Encouragement: The sixth Component of the Thinking Environment
The sixth component of a Thinking Environment is the component of encouragement. One of the things that I absolutely love about the component of encouragement is the way that we define it in a Thinking Environment, because I think often when we think about encouragement, we think about cheerleading, we think about rah, rah, and cheering people on.
There's an aspect of that to the component of encouragement, but the way that we define encouragement in a Thinking Environment, actually, is to give courage to the person that you're listening to, to give them courage, not by doing something, but by being with them in a way that they feel that you are more genuinely interested in what is real and true for them than you are fearful of being proved wrong.

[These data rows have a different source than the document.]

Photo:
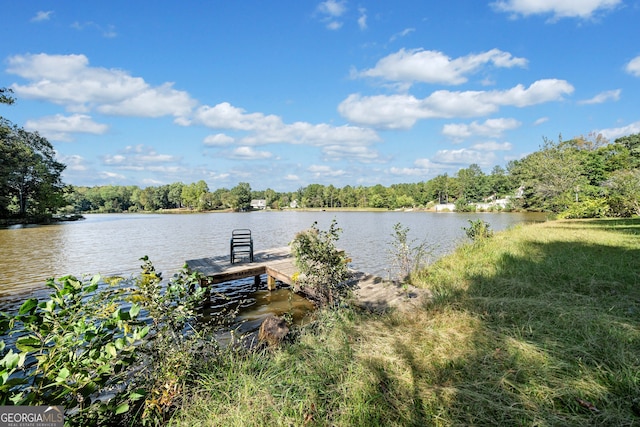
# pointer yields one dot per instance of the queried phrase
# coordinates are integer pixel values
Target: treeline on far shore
(579, 178)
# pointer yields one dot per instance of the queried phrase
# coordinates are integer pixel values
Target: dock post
(271, 283)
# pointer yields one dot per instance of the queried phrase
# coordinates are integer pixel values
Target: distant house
(258, 204)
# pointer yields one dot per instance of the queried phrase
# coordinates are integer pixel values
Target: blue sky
(287, 93)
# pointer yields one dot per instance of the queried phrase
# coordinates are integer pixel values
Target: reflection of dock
(276, 263)
(370, 292)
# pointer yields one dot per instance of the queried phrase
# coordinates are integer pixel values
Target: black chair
(241, 244)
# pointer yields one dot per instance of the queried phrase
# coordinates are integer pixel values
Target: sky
(284, 94)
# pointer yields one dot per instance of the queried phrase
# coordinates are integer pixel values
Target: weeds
(538, 326)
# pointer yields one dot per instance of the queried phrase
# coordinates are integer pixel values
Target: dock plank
(276, 262)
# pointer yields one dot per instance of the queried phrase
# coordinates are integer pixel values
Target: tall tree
(29, 172)
(553, 177)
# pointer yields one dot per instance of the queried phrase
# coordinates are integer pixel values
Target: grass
(538, 325)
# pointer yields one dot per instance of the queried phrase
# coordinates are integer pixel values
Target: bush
(323, 267)
(588, 208)
(90, 348)
(406, 256)
(478, 230)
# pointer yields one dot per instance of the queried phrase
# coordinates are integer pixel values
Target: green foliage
(478, 230)
(323, 267)
(5, 97)
(623, 193)
(89, 348)
(406, 256)
(462, 205)
(588, 208)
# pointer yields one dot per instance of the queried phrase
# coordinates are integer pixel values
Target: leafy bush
(588, 208)
(406, 256)
(90, 349)
(478, 230)
(323, 267)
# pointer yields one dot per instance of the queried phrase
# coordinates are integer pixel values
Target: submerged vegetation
(539, 325)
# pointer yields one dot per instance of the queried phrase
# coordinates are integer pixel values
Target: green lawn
(538, 325)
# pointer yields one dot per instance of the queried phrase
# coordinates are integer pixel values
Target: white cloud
(583, 9)
(322, 171)
(402, 111)
(60, 128)
(270, 129)
(359, 153)
(329, 11)
(610, 95)
(613, 133)
(362, 20)
(402, 33)
(68, 80)
(493, 146)
(429, 66)
(74, 163)
(219, 139)
(139, 158)
(332, 8)
(109, 32)
(464, 157)
(248, 153)
(408, 171)
(42, 16)
(491, 127)
(112, 176)
(633, 67)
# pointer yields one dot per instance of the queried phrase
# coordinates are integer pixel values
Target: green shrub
(478, 230)
(588, 208)
(323, 267)
(406, 256)
(89, 349)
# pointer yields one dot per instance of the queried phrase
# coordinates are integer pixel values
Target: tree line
(578, 178)
(30, 176)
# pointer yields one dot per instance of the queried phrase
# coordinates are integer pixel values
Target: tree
(553, 177)
(193, 195)
(29, 172)
(473, 183)
(242, 196)
(624, 193)
(323, 267)
(5, 98)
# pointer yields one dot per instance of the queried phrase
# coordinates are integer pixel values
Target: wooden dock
(276, 263)
(370, 292)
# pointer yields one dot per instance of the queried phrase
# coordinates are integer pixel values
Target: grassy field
(538, 325)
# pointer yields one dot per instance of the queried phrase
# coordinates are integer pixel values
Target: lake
(111, 244)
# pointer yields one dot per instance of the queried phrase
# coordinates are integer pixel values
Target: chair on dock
(241, 244)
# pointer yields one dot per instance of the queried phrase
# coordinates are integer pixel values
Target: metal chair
(241, 244)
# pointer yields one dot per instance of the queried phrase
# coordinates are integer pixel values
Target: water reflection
(112, 244)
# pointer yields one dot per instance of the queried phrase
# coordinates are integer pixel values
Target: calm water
(112, 244)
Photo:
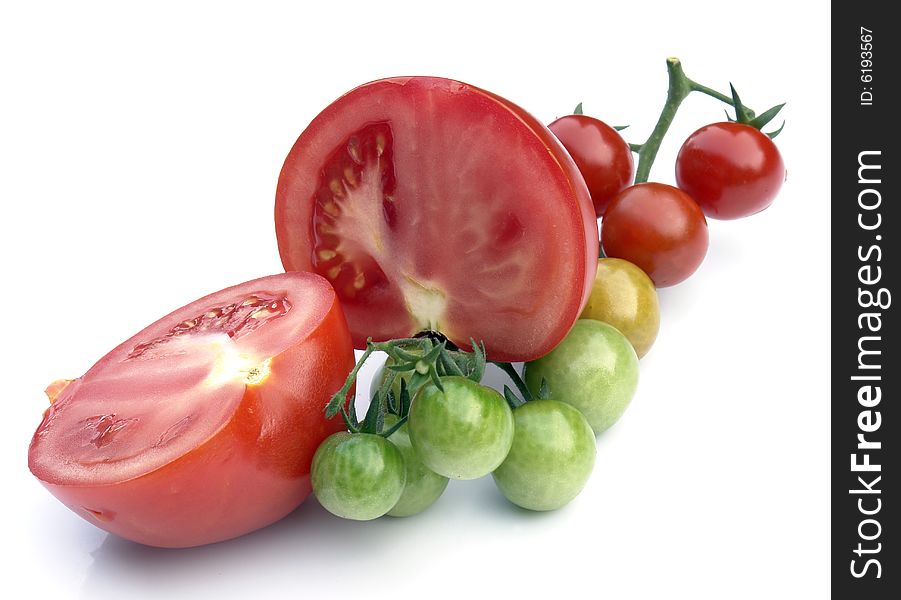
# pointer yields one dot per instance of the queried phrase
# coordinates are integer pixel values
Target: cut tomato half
(202, 426)
(430, 204)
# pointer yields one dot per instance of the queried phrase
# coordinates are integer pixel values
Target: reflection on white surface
(311, 549)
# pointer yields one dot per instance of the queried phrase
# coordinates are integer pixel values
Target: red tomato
(658, 228)
(433, 205)
(201, 427)
(730, 169)
(602, 155)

It’s about being with them in a way that you want, more than anything, that they go to the cutting edge of their ideas, that they go to the edge and beyond that they get in touch with their ideas, even the unpopular ones, the ones that they may feel some concern about whether you will agree with them, or whether you're like them, that you set all of that aside.

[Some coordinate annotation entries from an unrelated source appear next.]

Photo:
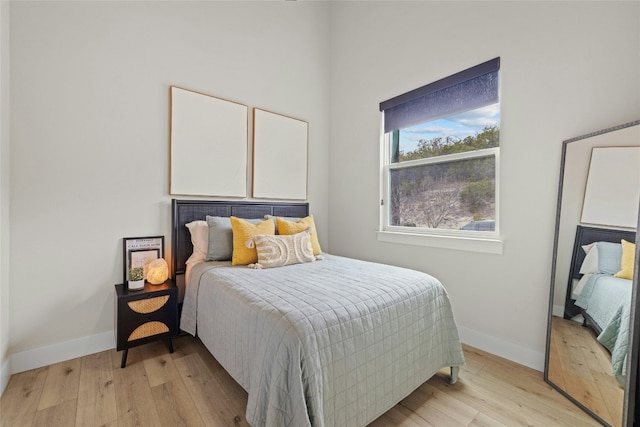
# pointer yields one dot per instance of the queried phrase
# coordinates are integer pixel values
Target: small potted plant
(136, 278)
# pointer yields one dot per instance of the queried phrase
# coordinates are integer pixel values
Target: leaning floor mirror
(593, 326)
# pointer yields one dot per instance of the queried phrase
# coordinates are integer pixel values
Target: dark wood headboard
(585, 236)
(185, 211)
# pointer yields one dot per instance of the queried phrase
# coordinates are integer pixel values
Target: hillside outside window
(441, 156)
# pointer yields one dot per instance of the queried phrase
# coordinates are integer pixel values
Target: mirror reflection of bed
(590, 311)
(589, 341)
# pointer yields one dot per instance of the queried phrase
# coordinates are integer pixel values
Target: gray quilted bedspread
(607, 299)
(335, 342)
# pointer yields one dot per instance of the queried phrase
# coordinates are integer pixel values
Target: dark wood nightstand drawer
(145, 316)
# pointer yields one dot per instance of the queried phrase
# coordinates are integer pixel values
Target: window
(441, 156)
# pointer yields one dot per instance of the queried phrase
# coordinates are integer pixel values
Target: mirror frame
(631, 381)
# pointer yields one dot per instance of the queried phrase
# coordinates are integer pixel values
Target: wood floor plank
(20, 399)
(160, 370)
(62, 414)
(175, 406)
(206, 393)
(400, 416)
(62, 383)
(135, 403)
(96, 392)
(190, 388)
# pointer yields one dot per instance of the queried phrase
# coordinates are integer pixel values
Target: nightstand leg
(124, 357)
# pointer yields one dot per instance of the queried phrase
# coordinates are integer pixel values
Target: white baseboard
(522, 355)
(59, 352)
(5, 373)
(43, 356)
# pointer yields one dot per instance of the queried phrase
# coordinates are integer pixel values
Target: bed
(330, 342)
(600, 288)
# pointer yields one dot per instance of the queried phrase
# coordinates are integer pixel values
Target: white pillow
(280, 250)
(590, 262)
(199, 239)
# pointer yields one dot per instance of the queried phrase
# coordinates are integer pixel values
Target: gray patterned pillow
(280, 250)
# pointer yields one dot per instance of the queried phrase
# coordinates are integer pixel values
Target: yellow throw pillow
(628, 253)
(290, 227)
(243, 231)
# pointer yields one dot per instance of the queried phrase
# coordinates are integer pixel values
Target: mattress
(335, 342)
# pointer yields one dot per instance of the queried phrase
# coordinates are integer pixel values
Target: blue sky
(461, 125)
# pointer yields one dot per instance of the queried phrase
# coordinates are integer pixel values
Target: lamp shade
(157, 271)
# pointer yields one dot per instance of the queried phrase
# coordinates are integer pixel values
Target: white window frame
(475, 241)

That how you create encouragement for a person: when you listen to them, you stop judging them, you stop evaluating them, you stop assessing them, and more than anything, you stop analyzing them. You stop listening to them through the lens of knowing what they really mean, even though that's not what they're actually saying. You set aside your view of their thinking, and you replace that, instead, with getting genuinely interested in where their thinking is going.
When we create this component of encouragement, what we're doing is we're setting aside that internal narrative of competition that we all live with, of whether it's good enough, whether we agree with it, whether we like it, whether it conforms to what we think we set all of that aside, and instead we get interested in what does this person really think, and where is it that they're trying to go in their thinking, and genuinely wanting that for them more than we want them to be like us.
That's the components of encouragement, moving beyond internal competition.